On Easter Sunday we celebrate that God is bringing humanity to life in a new way. The passion of Jesus Christ showed how human beings act when left to their own devices. It is characterised by darkness, denial, abandonment, jealousy, anger, hatred and violence. The day of the resurrection is characterised by light, life, forgiveness, peace, reconciliation and healing. The contrast could not be greater. Christians come together to celebrate the day of the resurrection because they have grasped something of what it means to people of light and life. They also celebrate this day knowing that it does not belong to them, but to God. The day of the Lord is not a possession of the Christian community. It is a gift of God to the whole world. It is an invitation to leave behind the world of jealousy, anger, hatred and violence and to be recreated in the image of the risen one whose life could not be held by violence and death.

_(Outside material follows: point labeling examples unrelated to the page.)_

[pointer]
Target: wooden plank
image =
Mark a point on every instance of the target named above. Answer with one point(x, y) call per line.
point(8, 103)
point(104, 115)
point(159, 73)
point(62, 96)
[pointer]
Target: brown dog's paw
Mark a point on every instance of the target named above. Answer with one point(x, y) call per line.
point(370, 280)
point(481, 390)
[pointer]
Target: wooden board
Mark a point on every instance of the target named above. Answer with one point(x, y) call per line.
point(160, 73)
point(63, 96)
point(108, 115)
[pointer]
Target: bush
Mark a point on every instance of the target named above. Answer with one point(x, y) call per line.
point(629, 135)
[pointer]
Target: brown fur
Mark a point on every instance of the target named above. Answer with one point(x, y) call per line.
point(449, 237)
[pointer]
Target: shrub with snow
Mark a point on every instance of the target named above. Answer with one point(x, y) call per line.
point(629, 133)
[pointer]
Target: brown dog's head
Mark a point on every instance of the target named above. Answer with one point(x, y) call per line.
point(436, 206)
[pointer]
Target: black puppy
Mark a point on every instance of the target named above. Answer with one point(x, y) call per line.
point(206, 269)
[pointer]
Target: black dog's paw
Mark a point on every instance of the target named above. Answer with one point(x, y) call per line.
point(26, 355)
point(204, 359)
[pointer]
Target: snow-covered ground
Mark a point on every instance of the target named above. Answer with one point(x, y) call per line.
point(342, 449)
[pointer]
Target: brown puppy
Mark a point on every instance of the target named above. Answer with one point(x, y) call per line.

Easter Sunday is a day for us to look deeply into the places where darkness hovers and to imagine with new found hope that the Lord can be at work in bringing new light and peace. We can start with looking into our own troubled lives and invite the Lord to enter with healing and peace. Take away the fear that sometimes dominates our hearts and minds and prevents us from living and giving to the full, and we can sing ‘this is the day the Lord has made’.
We can look into our communities and see where hope is rising in liberating women and young girls from the scourge of violence, abuse and degradation, and we can sing ‘this is the day the Lord has made’.
We can look across the globe and pray for freedom from oppression, release from false imprisonment, food for the hungry, justice for the afflicted, and an end to the pandemic, and we can sing ‘this is the day the Lord has made’.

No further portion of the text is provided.